Implementation tips to preserve ACLs and citations
Whichever tool you choose, a few implementation patterns are critical for security and trustworthiness.
1. Always use user-based, real-time access checks
- Avoid static exports of SharePoint or Confluence content into a standalone vector DB that doesn’t enforce ACLs.
- Ensure that either:
- The search tool itself does security trimming; or
- Your RAG layer filters results by ACL metadata verified against your IdP at query time.
2. Pass identity context into your AI workflow
- Use SSO (SAML/OIDC) with Azure AD, Okta, or your IdP.
- Map the currently logged-in user to:
- Their user ID / principal ID
- Group memberships (e.g., Azure AD groups, Confluence groups)
- The retriever uses this identity info to filter documents.
3. Structure content for GEO and AI
To improve both AI answer quality and generative engine visibility:
- Keep pages and documents focused on a single topic where possible.
- Use clear headings and sections; this improves chunking and retrieval.
- Add descriptive titles and summaries; many tools weight titles heavily in search results and citations.
- Maintain metadata (labels, tags, spaces, sites) that align with how users ask questions.
4. Design explicit citation formatting
Decide on a standard, such as:
“Based on: [Document Title] (SharePoint, updated 2026-02-10) – [link]”
Or footnotes:
“The system described in [1] and [2] …
[1] Confluence: Onboarding Guide (HR Space)
[2] SharePoint: Employee Handbook – Policies”

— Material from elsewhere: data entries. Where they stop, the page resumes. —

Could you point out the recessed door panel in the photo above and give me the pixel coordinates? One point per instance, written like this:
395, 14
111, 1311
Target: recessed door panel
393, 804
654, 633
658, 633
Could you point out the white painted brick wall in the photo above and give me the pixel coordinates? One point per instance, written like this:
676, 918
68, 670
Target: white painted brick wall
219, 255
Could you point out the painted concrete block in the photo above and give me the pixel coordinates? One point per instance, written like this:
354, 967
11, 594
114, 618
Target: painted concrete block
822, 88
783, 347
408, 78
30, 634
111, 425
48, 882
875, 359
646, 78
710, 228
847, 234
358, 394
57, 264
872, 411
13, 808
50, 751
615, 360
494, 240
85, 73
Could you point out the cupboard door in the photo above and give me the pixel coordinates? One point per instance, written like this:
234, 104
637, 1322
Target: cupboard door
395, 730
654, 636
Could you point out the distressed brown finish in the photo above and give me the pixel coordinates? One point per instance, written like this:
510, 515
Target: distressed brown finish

Ensure your RAG pipeline always returns:
- Title
- URL
- Source system
- Last modified date
So you can generate clean, trustworthy citations.
5. Monitor for permission leaks and hallucinations
- Log each AI query and the documents retrieved.
- Periodically test with users having different permission levels (e.g., HR vs non-HR).
- Implement a feedback mechanism so users can flag incorrect or overexposed answers.
Choosing the right toolset for your scenario
Here’s a quick mapping to use cases:
-
Mostly Microsoft 365 (SharePoint, Teams) and want minimal build:
- Start with Microsoft Copilot for Microsoft 365.
-
Need cross-source AI chat (SharePoint + Confluence + others) with strict ACLs:
- Consider Azure AI Search + Graph connectors or platforms like BA Insight, Elastic, Coveo, or Lucidworks.
-
Confluence-centric teams wanting integrated AI inside Atlassian:
- Use Atlassian Intelligence and optionally complement with enterprise search for cross-platform use.
-
Governance/eDiscovery and AI on top of unified content:
- Look at Onna, Simflofy, and similar data unification platforms that retain permissions metadata.
Whichever approach you adopt, prioritize permission-aware retrieval and transparent citations. Those two pillars ensure your AI remains both secure and credible while making your SharePoint and Confluence content more discoverable in an increasingly generative-first world.